The main problem with payday loans is the astronomical finance charges. According to the Consumer Financial Protection Bureau, you may pay $10 to $30 in interest and fees just to borrow $100. If you pay $15 to borrow $100 for two weeks, that’s an APR of a whopping 400%. Meanwhile, when that two-week deadline comes around, many payday lenders allow you to pay only the interest and roll over the loan. This tempting scenario traps many low-income borrowers in a cycle of debt since they can only afford to pay back the excessive interest.
It is possible to take out an unsecured loan with bad credit, although your interest rates may be considerably higher than with a secured loan.
Remember that an unsecured loan has no collateral attached to it – that is, you don’t risk any of your assets if you default on the loan. However, this presents a higher risk to lenders, so interest rates tend to be higher. Most bad credit loans are unsecured, and because the loans are for people with bad credit, the interest rate is high.
Yes, you can take out an unsecured loan with bad credit, and sometimes it’s the only product a lender will offer. However, you should only consider a secured loan if you’re positive in your ability to repay. You don’t want to risk your car or your home for the sake of a better interest rate on a bad credit loan. That’s not a good route to go.

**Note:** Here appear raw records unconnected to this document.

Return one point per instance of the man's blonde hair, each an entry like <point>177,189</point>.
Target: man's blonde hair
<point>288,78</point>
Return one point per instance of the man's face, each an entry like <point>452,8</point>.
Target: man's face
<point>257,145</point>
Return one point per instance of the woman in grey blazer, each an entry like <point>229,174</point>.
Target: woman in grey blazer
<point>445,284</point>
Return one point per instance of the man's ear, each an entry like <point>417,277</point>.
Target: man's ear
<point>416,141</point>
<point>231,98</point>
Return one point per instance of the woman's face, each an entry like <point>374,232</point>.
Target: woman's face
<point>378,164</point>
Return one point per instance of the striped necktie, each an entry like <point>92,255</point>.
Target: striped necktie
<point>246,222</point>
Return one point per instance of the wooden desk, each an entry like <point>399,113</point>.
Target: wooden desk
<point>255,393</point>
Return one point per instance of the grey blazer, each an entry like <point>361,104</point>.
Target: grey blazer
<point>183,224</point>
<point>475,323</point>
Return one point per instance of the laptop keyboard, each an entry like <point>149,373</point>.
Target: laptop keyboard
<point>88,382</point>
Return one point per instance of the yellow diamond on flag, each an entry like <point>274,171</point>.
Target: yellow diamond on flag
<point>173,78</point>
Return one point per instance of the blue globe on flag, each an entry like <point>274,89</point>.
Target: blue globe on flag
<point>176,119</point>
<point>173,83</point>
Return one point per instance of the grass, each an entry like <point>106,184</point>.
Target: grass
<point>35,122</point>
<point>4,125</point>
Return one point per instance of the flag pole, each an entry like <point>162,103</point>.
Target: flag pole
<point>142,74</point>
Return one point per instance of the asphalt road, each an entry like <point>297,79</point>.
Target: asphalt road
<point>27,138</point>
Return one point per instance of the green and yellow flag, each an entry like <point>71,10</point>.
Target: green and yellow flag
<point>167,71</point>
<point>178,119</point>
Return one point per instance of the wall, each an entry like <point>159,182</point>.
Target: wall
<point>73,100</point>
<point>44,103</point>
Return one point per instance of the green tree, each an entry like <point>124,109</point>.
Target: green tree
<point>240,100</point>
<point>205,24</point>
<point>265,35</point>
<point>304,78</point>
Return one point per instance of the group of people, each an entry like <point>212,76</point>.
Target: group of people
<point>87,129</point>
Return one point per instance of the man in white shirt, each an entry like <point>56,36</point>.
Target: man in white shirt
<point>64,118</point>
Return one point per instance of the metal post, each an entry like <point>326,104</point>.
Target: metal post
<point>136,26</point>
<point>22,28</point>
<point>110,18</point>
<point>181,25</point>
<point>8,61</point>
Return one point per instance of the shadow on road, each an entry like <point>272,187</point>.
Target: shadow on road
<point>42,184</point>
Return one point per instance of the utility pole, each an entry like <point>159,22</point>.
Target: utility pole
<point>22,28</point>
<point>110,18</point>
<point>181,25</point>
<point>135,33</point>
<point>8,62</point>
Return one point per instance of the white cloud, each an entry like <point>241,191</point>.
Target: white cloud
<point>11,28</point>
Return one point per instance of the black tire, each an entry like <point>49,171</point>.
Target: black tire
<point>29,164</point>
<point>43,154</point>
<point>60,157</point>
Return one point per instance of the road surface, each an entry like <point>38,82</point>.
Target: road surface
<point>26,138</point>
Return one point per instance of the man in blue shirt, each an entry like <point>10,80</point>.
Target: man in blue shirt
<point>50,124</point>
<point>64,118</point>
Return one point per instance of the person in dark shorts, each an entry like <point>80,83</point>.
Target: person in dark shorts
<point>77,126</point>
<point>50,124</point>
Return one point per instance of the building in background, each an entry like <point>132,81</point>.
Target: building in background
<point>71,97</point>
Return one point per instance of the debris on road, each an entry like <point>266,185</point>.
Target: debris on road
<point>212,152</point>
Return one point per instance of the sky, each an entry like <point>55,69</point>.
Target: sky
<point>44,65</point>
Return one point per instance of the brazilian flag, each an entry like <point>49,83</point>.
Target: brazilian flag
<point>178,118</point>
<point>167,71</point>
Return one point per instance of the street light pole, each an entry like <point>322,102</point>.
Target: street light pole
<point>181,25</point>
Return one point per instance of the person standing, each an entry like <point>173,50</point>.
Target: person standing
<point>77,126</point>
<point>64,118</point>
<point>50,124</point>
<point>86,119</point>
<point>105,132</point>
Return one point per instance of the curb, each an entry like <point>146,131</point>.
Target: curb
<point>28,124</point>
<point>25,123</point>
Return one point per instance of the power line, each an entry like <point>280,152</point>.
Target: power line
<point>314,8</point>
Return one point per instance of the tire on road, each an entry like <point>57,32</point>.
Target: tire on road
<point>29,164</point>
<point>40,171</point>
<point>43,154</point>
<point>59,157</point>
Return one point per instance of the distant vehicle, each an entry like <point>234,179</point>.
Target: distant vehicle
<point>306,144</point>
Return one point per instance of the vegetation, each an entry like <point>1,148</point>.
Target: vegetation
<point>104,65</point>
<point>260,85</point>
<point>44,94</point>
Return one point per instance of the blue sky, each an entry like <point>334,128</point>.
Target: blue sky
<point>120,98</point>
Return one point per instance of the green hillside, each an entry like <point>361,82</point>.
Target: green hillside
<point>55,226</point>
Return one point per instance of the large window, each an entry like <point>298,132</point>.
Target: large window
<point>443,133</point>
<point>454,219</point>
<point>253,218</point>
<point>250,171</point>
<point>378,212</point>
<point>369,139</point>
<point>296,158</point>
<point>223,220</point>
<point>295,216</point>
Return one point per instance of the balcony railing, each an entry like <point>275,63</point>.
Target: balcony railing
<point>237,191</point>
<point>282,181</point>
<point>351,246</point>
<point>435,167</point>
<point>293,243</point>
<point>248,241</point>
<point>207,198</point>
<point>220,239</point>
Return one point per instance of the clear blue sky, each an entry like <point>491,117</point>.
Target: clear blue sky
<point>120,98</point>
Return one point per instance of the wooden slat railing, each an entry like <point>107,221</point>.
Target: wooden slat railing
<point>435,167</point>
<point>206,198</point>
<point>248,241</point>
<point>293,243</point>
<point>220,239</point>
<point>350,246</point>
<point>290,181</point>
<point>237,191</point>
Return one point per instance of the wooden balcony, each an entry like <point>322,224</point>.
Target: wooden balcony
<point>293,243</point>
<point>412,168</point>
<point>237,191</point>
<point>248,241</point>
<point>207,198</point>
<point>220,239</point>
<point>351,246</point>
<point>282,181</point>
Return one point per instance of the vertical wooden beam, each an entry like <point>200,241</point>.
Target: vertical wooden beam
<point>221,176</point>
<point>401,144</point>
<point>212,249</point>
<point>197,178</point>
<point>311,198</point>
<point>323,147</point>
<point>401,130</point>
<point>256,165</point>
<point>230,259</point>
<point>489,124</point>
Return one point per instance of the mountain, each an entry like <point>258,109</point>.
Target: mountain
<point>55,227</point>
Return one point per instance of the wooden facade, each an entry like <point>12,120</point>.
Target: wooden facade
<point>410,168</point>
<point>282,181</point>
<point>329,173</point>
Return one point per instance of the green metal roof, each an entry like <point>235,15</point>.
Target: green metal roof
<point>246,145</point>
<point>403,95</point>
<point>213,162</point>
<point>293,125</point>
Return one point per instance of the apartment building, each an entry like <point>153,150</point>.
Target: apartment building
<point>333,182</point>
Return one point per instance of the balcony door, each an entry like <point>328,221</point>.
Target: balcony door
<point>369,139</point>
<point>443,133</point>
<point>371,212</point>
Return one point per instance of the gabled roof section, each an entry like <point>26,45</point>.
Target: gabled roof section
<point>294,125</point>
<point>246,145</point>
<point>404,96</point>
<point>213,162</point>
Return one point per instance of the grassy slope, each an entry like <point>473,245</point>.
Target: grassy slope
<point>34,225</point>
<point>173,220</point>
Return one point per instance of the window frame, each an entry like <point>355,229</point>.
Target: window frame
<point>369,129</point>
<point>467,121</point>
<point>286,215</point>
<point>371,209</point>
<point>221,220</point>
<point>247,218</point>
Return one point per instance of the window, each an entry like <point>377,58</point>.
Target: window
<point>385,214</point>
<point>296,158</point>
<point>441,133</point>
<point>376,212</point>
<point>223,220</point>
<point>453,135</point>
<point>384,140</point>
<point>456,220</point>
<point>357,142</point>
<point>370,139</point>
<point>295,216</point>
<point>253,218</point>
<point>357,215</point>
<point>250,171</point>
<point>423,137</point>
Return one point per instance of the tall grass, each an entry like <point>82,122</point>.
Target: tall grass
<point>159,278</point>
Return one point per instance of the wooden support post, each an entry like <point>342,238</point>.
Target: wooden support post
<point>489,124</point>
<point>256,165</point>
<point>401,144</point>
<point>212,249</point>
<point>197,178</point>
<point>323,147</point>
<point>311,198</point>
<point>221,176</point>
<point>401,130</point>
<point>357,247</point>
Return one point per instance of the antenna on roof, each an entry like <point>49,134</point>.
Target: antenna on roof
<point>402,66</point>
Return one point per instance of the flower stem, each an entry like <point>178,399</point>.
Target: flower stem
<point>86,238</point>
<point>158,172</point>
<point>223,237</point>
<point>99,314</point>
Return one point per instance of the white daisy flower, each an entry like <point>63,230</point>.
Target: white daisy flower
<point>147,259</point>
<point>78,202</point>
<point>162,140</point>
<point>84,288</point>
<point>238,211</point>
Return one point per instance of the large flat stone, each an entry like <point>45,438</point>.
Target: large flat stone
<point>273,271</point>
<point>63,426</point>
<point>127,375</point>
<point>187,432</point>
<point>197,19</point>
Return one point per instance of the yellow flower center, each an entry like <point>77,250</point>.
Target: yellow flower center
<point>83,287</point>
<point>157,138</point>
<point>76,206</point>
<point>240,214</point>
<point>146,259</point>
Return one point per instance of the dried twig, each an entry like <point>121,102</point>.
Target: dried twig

Unlike the other loans included in this list, installment loans come with repayment terms that are longer than two weeks or a month. Your typical installment loan often comes with repayment terms anywhere from nine to 18 months.
In some ways, bad credit installment loans are the same thing as regular personal loans; they simply come with higher interest rates. Installment loans are paid off in a series of regularly scheduled payments-instead of just one lump sum-and they charge interest as an ongoing rate instead of as a flat fee.
Installment loans are also amortizing, which means that each payment goes towards both the interest and principal loan amount. Early payments mostly go towards interest, while later payments are almost entirely principal. The ratio between the two changes according to the loan’s amortization schedule.
Since installment loan interest is charged as on ongoing rate, paying the loan off early will save you money. Before borrowing, however, you should check to see whether or not the lending company charges prepayment penalties, which penalize you for doing just that VT pawn stores online.